Multi-Factor Authentication (MFA)
MFA stands for multi-factor authentication.
It is a security method that requires two or more authentication factors to verify access to an account, application, device, or system.
What it does
MFA adds extra protection on top of a password-only login.
Even if one factor is compromised, an attacker still has to satisfy at least one additional factor before access is granted.
Common examples include:
- A password plus an OTP code from an authenticator app
- A password plus a push approval
- A password plus a hardware security key
- A password plus a biometric check
Core concepts
Factor types
MFA usually combines factors from categories such as:
- Something you know, such as a password or PIN
- Something you have, such as a phone, authenticator app, or security key
- Something you are, such as a fingerprint or face scan
MFA vs 2FA
2FA is one kind of MFA.
2FA means exactly two factors are required. MFA is the broader category and can include two or more factors.
Why MFA matters
MFA reduces the risk of account takeover by making a stolen password less useful on its own.
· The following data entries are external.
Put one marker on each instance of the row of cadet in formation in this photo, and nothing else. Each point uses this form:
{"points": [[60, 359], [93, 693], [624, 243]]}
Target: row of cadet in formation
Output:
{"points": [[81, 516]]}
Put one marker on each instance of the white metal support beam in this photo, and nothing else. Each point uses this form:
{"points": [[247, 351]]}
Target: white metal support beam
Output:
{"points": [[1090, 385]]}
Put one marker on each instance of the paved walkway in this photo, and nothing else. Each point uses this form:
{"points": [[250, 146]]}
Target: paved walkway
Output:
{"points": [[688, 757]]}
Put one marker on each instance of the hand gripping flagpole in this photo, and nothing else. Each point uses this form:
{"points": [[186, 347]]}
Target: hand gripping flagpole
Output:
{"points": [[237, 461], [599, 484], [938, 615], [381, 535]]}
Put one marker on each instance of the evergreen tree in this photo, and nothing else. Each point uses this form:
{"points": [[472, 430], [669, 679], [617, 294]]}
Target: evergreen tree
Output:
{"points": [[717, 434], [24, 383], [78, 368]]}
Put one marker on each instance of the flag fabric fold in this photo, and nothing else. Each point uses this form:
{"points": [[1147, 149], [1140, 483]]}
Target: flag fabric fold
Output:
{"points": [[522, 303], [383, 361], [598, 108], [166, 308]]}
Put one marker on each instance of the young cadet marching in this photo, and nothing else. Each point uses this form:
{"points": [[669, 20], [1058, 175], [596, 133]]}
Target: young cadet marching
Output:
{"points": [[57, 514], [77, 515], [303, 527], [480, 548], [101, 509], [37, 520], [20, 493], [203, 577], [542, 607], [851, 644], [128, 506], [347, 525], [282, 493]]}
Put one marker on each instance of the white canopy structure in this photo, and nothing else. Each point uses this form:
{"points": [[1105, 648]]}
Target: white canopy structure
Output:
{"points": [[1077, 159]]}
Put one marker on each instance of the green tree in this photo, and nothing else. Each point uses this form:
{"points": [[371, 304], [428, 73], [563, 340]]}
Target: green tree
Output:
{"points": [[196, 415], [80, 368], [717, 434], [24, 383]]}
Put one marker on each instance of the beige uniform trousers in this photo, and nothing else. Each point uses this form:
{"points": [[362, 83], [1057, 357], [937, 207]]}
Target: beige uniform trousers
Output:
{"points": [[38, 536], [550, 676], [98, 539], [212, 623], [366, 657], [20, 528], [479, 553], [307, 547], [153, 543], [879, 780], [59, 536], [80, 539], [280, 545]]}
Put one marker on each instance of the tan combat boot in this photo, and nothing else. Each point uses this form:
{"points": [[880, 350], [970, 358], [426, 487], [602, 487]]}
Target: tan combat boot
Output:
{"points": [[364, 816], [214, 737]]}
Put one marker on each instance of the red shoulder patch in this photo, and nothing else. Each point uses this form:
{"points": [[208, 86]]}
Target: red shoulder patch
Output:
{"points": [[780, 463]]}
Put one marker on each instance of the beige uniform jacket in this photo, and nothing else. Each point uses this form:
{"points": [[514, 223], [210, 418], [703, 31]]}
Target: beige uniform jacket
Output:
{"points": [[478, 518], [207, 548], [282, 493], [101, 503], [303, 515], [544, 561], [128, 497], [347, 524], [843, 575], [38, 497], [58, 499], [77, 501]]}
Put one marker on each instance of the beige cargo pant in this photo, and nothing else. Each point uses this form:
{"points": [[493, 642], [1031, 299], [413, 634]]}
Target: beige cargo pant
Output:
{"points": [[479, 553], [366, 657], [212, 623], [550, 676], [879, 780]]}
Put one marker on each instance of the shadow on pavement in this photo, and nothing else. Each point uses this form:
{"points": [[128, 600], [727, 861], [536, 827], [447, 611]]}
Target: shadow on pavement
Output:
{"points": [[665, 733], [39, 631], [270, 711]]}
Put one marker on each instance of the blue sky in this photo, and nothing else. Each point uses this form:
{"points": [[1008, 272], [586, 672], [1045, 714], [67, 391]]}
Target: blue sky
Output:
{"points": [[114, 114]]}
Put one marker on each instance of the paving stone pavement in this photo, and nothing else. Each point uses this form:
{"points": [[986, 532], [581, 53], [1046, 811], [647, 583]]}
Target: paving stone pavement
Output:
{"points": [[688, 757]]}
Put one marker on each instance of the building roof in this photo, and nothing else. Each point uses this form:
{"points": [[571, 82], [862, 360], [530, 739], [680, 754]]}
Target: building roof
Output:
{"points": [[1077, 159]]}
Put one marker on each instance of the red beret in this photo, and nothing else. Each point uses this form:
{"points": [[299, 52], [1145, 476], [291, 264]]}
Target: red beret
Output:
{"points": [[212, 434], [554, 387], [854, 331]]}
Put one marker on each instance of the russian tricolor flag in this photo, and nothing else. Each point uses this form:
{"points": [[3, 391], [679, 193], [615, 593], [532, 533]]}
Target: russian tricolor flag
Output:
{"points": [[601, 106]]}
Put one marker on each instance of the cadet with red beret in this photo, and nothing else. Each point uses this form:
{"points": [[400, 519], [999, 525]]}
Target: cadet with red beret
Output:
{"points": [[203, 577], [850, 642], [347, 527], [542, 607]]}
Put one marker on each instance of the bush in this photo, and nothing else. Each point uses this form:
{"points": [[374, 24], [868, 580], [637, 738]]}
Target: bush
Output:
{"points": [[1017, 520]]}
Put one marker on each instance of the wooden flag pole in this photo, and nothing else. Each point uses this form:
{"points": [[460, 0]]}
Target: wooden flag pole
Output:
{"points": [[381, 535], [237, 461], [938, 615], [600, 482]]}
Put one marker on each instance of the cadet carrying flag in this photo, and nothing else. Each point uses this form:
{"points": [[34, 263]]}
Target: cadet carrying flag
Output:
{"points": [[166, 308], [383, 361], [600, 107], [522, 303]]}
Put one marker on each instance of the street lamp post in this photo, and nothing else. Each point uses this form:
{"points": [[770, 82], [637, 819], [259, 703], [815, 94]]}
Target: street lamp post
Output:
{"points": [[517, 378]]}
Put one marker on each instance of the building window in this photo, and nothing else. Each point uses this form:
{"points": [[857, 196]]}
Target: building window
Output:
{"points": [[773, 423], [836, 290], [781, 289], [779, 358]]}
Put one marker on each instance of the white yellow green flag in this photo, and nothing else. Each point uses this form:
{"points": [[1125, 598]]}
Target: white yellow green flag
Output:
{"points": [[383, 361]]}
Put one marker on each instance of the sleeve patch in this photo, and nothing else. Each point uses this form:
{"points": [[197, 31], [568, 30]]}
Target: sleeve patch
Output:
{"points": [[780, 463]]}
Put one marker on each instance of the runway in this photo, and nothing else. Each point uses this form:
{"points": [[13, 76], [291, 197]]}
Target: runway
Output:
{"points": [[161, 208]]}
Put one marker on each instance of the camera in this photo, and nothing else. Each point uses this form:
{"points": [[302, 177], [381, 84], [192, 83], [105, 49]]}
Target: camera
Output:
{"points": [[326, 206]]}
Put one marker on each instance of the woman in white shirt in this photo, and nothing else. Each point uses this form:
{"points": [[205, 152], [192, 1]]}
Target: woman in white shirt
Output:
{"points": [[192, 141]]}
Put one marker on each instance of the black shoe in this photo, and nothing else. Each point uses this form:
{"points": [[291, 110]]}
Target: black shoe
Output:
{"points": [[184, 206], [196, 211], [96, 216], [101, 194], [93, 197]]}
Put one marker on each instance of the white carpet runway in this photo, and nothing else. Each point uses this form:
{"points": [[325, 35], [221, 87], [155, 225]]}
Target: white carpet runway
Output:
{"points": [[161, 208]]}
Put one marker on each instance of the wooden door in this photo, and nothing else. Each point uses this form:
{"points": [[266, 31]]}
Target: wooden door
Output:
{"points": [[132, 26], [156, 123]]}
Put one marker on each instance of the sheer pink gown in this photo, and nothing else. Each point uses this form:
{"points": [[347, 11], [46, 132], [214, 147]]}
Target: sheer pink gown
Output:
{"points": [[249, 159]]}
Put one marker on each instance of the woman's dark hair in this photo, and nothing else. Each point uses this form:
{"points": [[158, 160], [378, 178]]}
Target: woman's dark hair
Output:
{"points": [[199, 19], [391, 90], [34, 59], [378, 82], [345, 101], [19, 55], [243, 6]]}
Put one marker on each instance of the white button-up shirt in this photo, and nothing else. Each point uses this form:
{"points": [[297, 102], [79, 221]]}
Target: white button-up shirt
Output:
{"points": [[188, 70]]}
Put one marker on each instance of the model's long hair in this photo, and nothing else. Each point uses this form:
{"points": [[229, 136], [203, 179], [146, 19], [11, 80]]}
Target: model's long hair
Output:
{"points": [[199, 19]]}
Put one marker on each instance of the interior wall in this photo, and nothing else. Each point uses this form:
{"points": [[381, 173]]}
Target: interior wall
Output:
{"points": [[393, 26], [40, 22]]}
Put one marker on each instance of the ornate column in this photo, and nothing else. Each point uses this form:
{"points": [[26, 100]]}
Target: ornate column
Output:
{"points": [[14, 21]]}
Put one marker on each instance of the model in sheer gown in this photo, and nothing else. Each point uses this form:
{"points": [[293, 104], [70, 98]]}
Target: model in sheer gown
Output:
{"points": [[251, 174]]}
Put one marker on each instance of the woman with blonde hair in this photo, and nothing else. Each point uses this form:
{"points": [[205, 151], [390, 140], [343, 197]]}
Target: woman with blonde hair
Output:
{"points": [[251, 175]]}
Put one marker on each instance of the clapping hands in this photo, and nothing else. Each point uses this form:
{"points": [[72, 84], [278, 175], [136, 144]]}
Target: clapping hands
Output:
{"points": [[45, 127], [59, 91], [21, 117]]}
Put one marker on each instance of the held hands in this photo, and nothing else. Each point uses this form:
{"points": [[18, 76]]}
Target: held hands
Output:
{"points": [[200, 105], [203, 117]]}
This is especially important for email, admin access, finance tools, developer accounts, and other sensitive systems.
Common use cases
- Protecting work and personal accounts
- Securing admin panels, dashboards, and infrastructure access
- Protecting developer tools and cloud services
- Strengthening sign-in flows beyond password-only authentication
- Complementing password managers and good secret hygiene
Practical notes
- MFA is stronger than password-only authentication.
- Organizations should prefer phishing-resistant MFA when possible.
- 2FA is often the most common real-world MFA implementation.
- MFA works best alongside strong passwords, encryption, and good operational security.
Sources Used
- https://www.cisa.gov/MFA
- https://www.cisa.gov/resources-tools/resources/multi-factor-authentication-mfa
- https://www.cisa.gov/secure-our-world/require-multifactor-authentication
- https://www.nist.gov/publications/nist-sp-800-63-4-digital-identity-guidelines
Frequently Asked Questions
Is MFA the same as 2FA?
Not exactly. 2FA is a subtype of MFA that uses exactly two factors.
Is MFA always required to use biometrics?
No. A biometric can be one factor in an MFA flow, but biometrics can also be used in other authentication setups.
Is MFA worth using even if it adds friction?
Yes. For important accounts and systems, the security benefit usually outweighs the small amount of added login friction.